Thursday, November 1, 2007

Catching up with the truss building

My mom pointed out that I skipped over some important stuff, so bear with me as I describe building the trusses for the shop.

The plans I worked from (I'm to the point now in June of '08 that I'm mostly done with the plans, now comes the wiring and finish details) described building the trusses yourself vs. having them farmed out. I simply had to cut 8 2x4's to length and angle, then using a jig laid out on the floor of the shop, assemble the trusses, with gussets and construction adhesive.


Mark cut these pieces on the right to size using his Radial Arm saw, which really helped with the accuracy of the trusses.

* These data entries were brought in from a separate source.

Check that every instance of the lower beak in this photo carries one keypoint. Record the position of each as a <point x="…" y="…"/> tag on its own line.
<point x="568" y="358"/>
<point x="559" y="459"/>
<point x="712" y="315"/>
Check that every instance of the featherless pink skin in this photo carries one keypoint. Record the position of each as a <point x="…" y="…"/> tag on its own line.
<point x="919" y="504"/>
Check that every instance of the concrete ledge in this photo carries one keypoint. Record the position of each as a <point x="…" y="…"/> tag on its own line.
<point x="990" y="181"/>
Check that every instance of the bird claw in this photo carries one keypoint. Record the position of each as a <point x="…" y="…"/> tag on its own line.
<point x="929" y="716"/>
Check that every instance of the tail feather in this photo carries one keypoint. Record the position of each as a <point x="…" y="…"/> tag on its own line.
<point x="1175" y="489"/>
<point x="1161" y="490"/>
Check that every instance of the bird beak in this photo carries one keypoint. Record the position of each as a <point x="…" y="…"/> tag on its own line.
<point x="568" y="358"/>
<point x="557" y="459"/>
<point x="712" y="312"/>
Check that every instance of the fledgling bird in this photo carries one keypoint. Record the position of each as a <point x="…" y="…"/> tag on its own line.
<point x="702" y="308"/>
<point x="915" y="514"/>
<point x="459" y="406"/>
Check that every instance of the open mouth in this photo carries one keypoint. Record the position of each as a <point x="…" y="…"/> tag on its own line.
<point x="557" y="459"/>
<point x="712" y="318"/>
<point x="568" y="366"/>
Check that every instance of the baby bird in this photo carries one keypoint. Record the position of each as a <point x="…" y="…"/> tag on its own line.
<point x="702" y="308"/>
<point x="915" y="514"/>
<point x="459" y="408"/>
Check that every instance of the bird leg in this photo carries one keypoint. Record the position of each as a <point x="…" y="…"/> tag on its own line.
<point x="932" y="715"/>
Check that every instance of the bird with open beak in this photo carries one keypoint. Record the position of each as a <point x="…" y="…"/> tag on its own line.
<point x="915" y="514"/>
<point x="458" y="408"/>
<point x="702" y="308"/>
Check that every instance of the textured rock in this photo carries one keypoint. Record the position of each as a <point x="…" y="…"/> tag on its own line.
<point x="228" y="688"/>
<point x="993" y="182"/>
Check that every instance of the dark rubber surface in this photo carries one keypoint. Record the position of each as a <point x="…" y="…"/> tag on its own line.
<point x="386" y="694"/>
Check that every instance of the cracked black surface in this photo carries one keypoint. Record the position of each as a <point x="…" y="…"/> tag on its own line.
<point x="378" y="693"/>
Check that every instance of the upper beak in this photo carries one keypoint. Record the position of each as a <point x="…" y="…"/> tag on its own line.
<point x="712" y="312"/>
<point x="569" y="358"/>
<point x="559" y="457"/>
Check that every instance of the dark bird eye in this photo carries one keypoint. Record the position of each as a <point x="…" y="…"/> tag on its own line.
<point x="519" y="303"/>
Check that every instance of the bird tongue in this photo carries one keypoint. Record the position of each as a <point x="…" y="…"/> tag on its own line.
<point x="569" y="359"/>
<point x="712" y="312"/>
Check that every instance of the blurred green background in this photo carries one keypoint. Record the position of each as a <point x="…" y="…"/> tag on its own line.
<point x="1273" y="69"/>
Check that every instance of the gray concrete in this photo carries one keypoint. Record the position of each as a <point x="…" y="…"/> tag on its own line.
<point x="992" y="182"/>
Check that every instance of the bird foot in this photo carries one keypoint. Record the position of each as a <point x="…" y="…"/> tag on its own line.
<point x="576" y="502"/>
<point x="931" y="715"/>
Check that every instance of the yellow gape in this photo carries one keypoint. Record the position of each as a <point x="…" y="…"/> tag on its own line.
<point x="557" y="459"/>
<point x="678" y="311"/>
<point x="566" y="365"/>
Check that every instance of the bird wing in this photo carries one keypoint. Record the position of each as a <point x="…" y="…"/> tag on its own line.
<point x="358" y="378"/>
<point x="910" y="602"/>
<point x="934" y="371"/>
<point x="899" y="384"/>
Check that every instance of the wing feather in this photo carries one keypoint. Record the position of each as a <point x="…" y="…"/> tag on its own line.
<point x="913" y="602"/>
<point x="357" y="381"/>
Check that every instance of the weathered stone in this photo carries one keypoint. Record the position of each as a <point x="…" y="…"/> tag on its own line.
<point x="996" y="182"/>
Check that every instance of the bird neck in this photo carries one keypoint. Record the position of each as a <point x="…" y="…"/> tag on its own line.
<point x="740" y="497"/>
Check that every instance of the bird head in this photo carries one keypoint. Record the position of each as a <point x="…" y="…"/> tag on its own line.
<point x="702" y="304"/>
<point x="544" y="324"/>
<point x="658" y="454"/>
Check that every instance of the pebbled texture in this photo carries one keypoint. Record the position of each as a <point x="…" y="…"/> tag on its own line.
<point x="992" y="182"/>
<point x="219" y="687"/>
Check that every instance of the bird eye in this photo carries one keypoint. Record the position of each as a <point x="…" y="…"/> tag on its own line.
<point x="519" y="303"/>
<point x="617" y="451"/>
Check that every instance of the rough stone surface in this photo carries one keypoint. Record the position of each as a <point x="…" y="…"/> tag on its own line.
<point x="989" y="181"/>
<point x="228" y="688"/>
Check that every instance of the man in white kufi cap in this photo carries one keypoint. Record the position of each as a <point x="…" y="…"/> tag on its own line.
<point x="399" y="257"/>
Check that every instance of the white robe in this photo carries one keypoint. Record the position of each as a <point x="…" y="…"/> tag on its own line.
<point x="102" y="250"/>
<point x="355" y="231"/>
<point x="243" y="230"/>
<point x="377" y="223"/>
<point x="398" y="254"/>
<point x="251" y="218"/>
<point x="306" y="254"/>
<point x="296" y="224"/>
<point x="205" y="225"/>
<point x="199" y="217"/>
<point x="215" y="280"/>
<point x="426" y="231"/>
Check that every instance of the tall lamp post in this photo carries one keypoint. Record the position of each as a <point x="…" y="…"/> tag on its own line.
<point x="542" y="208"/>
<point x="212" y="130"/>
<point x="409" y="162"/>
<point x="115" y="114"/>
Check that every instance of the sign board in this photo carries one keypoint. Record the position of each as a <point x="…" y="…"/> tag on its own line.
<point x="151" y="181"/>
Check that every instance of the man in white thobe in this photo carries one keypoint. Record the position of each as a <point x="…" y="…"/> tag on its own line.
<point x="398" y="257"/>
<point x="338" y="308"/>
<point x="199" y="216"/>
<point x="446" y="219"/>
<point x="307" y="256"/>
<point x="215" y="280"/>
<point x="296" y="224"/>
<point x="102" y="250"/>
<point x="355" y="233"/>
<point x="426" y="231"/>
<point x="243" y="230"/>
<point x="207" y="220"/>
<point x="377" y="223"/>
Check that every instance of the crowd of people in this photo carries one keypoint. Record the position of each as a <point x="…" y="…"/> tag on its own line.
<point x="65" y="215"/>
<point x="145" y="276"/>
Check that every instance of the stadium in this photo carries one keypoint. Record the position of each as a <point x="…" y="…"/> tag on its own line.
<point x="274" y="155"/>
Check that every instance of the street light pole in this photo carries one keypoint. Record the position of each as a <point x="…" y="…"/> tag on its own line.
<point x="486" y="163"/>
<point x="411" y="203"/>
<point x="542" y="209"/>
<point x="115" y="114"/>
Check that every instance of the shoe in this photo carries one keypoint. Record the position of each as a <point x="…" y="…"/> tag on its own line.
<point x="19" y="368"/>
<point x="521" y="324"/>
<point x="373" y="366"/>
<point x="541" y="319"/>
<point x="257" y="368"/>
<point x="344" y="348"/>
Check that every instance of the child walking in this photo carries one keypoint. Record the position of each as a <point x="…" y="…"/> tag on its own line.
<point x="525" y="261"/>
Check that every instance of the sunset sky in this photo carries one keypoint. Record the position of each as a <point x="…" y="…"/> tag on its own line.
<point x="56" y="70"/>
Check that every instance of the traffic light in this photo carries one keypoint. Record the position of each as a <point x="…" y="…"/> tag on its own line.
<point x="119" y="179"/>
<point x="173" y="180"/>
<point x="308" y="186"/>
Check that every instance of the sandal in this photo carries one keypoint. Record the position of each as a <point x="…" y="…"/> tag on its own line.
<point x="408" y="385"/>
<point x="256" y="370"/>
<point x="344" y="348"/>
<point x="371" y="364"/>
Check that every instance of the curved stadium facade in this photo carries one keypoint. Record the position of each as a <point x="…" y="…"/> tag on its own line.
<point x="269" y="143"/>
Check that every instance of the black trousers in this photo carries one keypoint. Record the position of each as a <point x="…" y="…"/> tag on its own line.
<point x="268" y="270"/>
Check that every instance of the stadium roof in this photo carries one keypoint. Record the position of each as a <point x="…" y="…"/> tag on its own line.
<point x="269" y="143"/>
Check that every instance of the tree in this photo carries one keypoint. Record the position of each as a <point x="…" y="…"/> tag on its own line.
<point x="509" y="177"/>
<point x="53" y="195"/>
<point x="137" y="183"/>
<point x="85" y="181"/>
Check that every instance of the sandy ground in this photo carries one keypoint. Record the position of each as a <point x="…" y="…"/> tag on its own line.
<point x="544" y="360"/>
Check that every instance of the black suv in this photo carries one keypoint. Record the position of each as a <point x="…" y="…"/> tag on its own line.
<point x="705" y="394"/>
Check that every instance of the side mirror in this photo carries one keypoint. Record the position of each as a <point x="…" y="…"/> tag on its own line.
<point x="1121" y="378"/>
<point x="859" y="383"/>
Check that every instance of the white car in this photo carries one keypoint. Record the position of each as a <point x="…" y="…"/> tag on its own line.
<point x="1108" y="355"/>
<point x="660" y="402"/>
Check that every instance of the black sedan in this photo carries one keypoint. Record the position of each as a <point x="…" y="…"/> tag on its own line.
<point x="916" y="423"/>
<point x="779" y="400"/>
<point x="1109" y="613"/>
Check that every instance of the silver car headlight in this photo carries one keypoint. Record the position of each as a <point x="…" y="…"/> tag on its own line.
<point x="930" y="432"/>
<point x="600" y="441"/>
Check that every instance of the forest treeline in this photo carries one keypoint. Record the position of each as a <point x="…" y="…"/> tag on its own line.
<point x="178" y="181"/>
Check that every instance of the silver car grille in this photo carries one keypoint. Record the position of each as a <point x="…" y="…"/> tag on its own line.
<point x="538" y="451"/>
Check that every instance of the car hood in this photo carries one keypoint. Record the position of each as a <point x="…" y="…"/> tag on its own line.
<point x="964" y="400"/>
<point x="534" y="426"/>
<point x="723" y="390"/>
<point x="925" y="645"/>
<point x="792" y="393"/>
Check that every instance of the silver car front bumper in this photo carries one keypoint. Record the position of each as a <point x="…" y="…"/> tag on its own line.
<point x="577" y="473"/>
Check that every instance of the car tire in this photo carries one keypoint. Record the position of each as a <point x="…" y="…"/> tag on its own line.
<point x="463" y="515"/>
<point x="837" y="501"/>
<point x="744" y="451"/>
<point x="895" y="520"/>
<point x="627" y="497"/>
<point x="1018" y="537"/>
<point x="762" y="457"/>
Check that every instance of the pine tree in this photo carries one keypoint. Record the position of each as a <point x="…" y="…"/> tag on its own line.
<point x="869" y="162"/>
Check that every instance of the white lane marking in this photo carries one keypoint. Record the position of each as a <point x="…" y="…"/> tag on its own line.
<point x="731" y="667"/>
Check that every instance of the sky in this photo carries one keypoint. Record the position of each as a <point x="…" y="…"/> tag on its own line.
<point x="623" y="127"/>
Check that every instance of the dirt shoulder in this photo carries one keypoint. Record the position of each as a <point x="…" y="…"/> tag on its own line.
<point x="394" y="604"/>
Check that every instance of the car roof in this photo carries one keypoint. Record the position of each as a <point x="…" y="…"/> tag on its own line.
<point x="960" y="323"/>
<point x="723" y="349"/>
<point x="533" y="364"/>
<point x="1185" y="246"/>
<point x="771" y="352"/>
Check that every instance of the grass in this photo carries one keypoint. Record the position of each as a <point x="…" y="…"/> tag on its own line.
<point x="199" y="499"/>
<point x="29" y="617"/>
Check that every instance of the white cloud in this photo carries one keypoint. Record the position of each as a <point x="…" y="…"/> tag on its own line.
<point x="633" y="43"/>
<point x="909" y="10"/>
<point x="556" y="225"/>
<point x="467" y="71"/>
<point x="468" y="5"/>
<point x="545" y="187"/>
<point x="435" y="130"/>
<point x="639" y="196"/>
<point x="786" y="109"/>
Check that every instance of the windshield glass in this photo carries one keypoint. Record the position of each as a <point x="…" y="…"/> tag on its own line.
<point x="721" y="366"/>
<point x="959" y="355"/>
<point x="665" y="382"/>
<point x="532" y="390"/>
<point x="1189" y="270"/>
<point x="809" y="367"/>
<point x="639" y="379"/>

Here I am cutting the larger gussets to size. They were used to attatch the two halves together





I used my tablesaw crosscut sled to gang cut a notch in some of the upper truss pieces for the end trusses for the perlins to fit into. In the end, however that proved unnescesary because of the metal roof I wound up using. The blocking for the metal roof did a great job of tying the all of the trusses together.

After cutting all of the pieces, (and re-cutting some when we had to rebuild a couple of the trusses) a pattern was laid out on the floor of the shop, and the pieces were nailed and secured with construction adhesive.





Here is Mark using the semi-famous Polish Polearm to muscle the first two trusses up on the end of the shop. We did those two the hard way as it turns out, putting them up together including the perlins, which realllly made it a) heavy and b) unwieldy.



the rest of the trusses were installed individually. Grizz helped on that job, and without the two of them plus Lori and the boys my shop would still be in the dream stage.







Jumping forward a bit, here's how things looked once we had a few more trusses installed.










Afer that, it was 'time' to install sheathing for the roof. I made this neat jig to help get the sheathing up on the shop. In the end, we wound up removing the sheathing to put the blocking up on the roof, but here was how the sheathing went up.

The sheathing went up on those two boards screwed to the joists, there were plywood stops which would catch the sheet allowing me to climb the ladder without having to carry the 5/8 ply sheathing.